Almost as big a tradition as the festival itself is the dinner the night of the 19th. We kicked it off South American style in my apartment. A goodbye to one American friend, and a hello to two new ones . On the menu? Puerco pibil, black beans with chorizo, quinoa with herbs, green garlic, and shallots.
There's a lot of myth surrounding the tamborrada, which is, at its most basic, San Sebastian's patron saint day. Over 100 local gastronomic societies march through the city, all day long. They stop outside of bars and on crowded street corners to play mini-concerts (and are usually rewarded drinks from inside). They dress either as chefs or soldiers, supposedly to commemorate a time when folks in the hospitality industry chased after the troops occupying the city.

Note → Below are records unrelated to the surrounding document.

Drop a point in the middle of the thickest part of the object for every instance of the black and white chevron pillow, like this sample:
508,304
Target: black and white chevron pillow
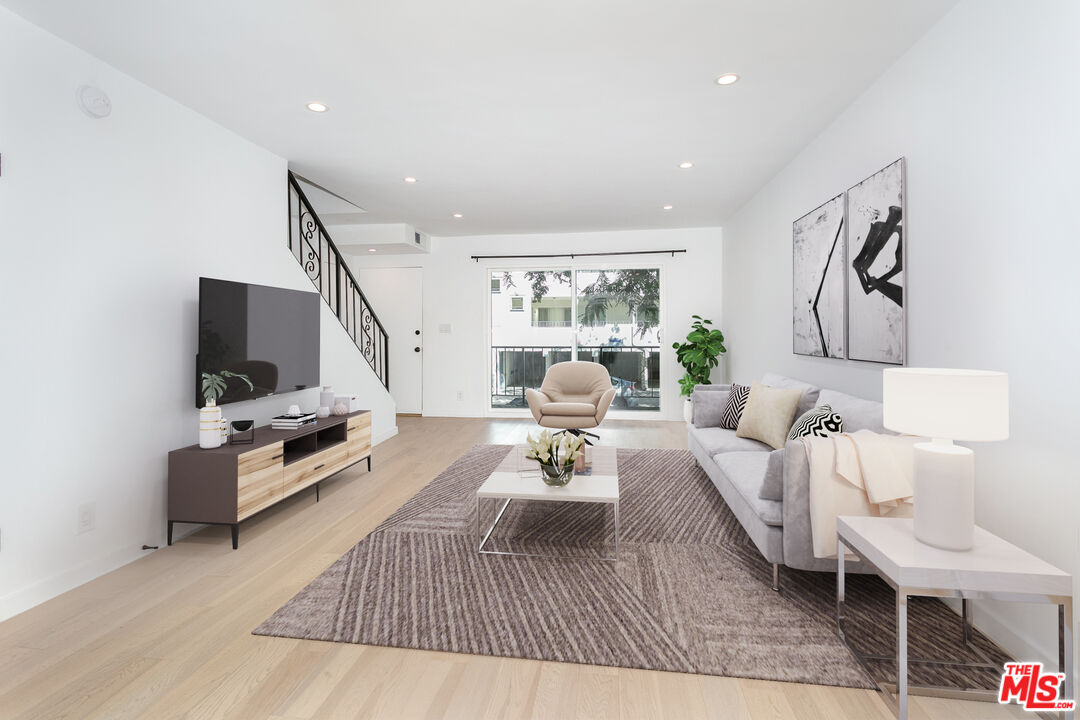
737,403
817,422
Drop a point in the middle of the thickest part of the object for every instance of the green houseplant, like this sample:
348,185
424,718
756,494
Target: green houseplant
214,384
698,355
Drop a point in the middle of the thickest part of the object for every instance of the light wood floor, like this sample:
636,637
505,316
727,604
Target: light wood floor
170,636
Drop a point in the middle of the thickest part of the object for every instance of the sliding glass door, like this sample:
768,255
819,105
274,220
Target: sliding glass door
540,317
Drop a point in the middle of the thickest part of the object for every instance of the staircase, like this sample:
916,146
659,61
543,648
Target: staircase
312,247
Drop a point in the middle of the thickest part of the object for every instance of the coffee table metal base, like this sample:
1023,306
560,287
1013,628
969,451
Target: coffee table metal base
484,535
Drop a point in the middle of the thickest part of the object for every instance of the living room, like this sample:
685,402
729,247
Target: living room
509,188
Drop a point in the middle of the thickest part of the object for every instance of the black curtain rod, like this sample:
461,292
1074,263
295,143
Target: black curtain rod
477,258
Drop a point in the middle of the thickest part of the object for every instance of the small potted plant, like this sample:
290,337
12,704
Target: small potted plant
210,417
698,355
556,454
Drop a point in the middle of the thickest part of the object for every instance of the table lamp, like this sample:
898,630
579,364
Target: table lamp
945,405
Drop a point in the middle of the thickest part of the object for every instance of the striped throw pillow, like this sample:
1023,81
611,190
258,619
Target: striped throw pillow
737,403
817,422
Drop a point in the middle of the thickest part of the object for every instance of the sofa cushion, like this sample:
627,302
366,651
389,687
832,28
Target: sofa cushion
769,413
583,409
719,439
707,407
858,413
810,393
745,472
772,486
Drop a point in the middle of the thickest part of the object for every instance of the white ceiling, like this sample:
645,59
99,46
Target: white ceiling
523,116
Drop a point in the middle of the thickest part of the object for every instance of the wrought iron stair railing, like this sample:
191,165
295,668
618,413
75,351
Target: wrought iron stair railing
312,247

Well, luck of all lucks, just outside of our apartment was one of the stops. Que suerte la mía! We were treated to a birds eye view of every group that marched through the city. They practice for several weeks before hand, necessary because many of the performances consist of dances and special songs. The majority play barriles, or barrels, but there are also tuba players, singers, dancers, saxophones...non.stop.sound.
How to best sum up the tamborrada? Like a smaller, safer, culinary-themed Mardi Gras, with spectators happydrunk on champagne and pintxos, singing along to ancient folkloric music instead of clamoring for beads. Yeah.
Now it's time to pick up the drumsticks that keep appearing around the apartment and dig in for a bleak fiesta-less February. Oy oy oy.